国内外で壁画を中心に活躍するアーティストの河野ルルさんとのコラボレーションで、コロンビア“プライスストリーム”シリーズのオリジナルアイテムが発売されたのは2022年の夏。その第2弾が今年春よりスタートします。今回もまた、触れる者の心を穏やかな明るさで満たしていく独特のタッチが全面に広がっています。この新作発売を記念して、再びルルさんにインタビュー。新たな旅の中で、改めて絵を描く意味や役割を実感した思いをたずねました。
第1回のインタビューはこちら
今度のコラボはファーマーズマーケットがモチーフ
第1弾のコラボレーションで描かれたのは、コロンビアゆかりの地のポートランドを象徴するバラや鳥。自分の絵がショルダーやポーチなどの小物に落とし込まれたのが格別だったようで、前回のインタビューでは、「展示会で実物を見た帰り、地元の名古屋駅のコロンビアでジャケットを買っちゃいました!」と、その高揚振りを伝えていました。
今回2回目となるコラボレーションアイテムのモチーフは、ポートランドの各地区で行われているファーマーズマーケット。地元の名産販売に留まらず、音楽演奏などと相まって、1日1万人から1万5千人の老若男女を集める、この町になくてはならない催しになっています。人々に親しまれているイベントに触発されたルルさんは、またしても温かみに満ちたタッチと色彩で野菜や果物を描いてくれました。前回の2022年でのコラボレーションの反響も大きく、今年は第1弾コラボにはなかったスニーカー、Tシャツ、キャップやイヤフォンケースなど、新たなラインナップにルルさんの独特な世界が展開されます。

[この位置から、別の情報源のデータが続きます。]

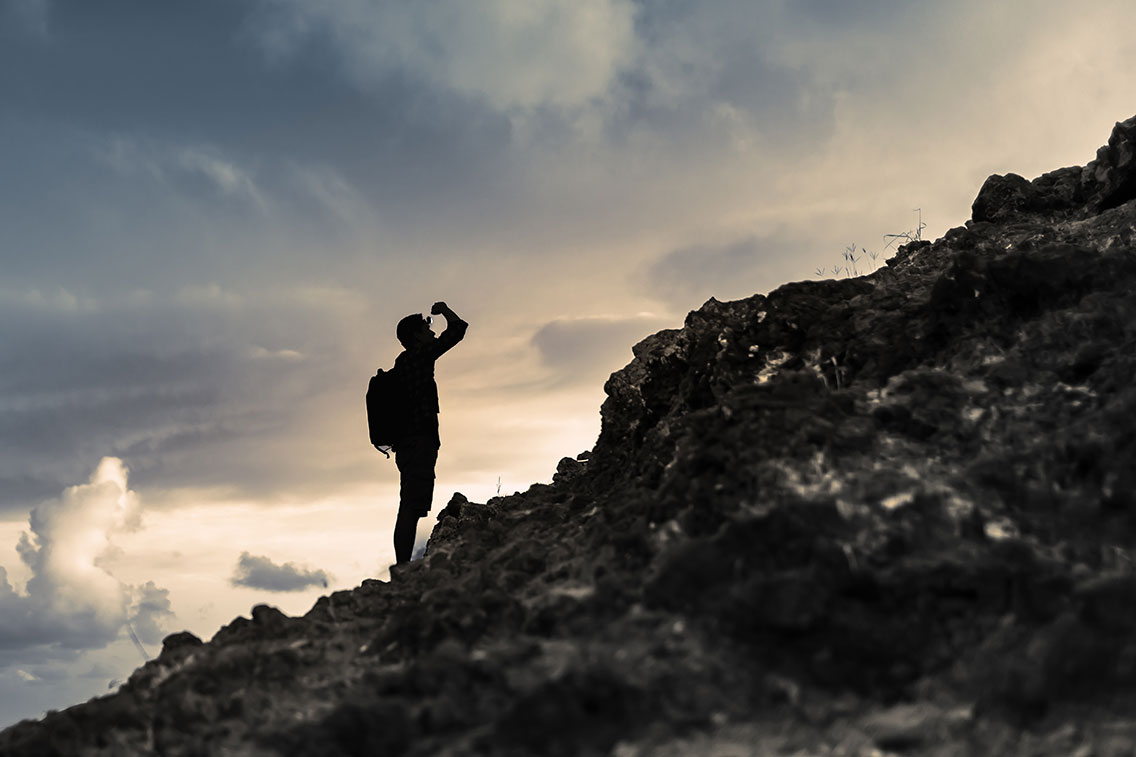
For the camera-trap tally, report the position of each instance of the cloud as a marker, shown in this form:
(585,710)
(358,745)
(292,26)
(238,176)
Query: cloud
(589,349)
(71,601)
(184,165)
(514,53)
(688,275)
(257,572)
(151,607)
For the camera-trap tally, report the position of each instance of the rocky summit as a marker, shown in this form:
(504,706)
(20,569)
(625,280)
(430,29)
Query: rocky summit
(893,514)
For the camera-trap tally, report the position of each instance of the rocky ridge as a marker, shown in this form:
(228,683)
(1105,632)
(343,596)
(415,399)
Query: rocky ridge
(888,514)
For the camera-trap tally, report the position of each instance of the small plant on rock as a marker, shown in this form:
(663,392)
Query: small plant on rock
(853,260)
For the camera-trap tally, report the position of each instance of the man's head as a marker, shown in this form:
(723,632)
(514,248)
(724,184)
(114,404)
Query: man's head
(414,331)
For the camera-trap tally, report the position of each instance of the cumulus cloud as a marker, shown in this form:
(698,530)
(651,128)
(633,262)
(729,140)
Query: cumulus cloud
(517,53)
(150,608)
(257,572)
(71,601)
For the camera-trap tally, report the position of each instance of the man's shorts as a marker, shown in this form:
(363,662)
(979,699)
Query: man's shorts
(416,460)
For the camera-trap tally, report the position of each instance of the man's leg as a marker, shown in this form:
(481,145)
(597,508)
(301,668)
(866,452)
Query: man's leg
(406,529)
(416,467)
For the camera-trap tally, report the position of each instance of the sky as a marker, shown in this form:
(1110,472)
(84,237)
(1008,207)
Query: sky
(212,214)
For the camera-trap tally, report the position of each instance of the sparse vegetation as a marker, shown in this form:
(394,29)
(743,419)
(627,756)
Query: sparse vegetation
(854,261)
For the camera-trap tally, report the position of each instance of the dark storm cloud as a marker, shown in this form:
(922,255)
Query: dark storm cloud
(589,349)
(119,123)
(257,572)
(170,384)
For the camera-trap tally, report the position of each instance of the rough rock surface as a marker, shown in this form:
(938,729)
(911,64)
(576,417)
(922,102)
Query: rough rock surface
(883,515)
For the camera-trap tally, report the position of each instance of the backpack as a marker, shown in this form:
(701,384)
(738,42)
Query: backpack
(386,409)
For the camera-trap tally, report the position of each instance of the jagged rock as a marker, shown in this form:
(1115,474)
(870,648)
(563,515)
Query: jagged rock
(803,508)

「私の絵を全国の方に見てもらえる機会をいただけるだけでもありがたいのに、そのチャンスを二度もいただけるなんて、こんな光栄なことはありません。新作コラボで特に気に入っているのは、大きなショッピングトートです。私の場合、画材とかを運んだりするのにもいいです。Tシャツもかわいいんですよね」
描いた本人も完成品を前にして歓喜の表情を浮かべるほどですから、今回も再び好評を博すのは間違いなさそうです。ところで、コラボ第1弾が全国に知れ渡った後、こんな出来事があったそうです。
「これも地元でのことですが、街中で突然名前を呼ばれて、『ルルさんですよね。コロンビアのコラボアイテム買いました』と言ってもらえて。とてもうれしかったのですが、私そんなに顔バレしていないはずなのにと不思議な気持ちになっちゃって……」。この話をしたときには、偶然を再現するような驚きの表情を浮かべていました。

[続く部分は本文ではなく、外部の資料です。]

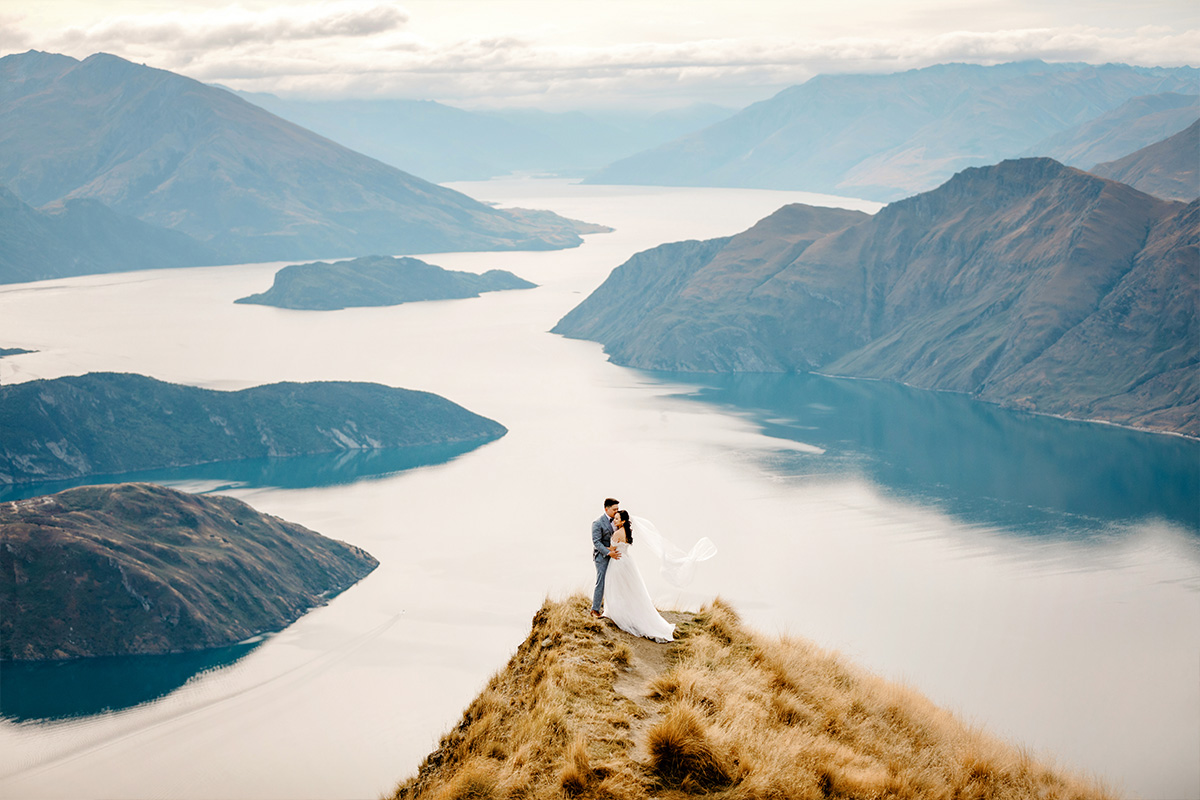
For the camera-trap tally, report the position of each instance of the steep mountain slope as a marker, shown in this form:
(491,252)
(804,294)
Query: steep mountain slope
(1169,168)
(85,236)
(1131,126)
(137,569)
(888,136)
(112,422)
(181,155)
(1027,283)
(442,143)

しかし河野ルルという人物は、あらゆる偶然を必然に変えていく才能の持ち主かもしれません。昨夏の記事で記された、彼女がアーティストになったきっかけを知れば、まさにそう思う他にないでしょう。
「貧乏旅行の果てに資金が底を尽き、宿代代わりにメキシコのホテルで壁画を描いた」
これがきっかけの要約。驚くべきは、それまで絵画の実践も知識もほぼなかったこと。さらに、その旅から戻った1年後、本格的な作家活動を始めるために出展したアートフェアでグランプリを受賞するのです。疑うわけではありませんが、そんな奇跡的な経緯が本当にあり得るのかと、信じ難い思いが拭いきれないのも事実でした。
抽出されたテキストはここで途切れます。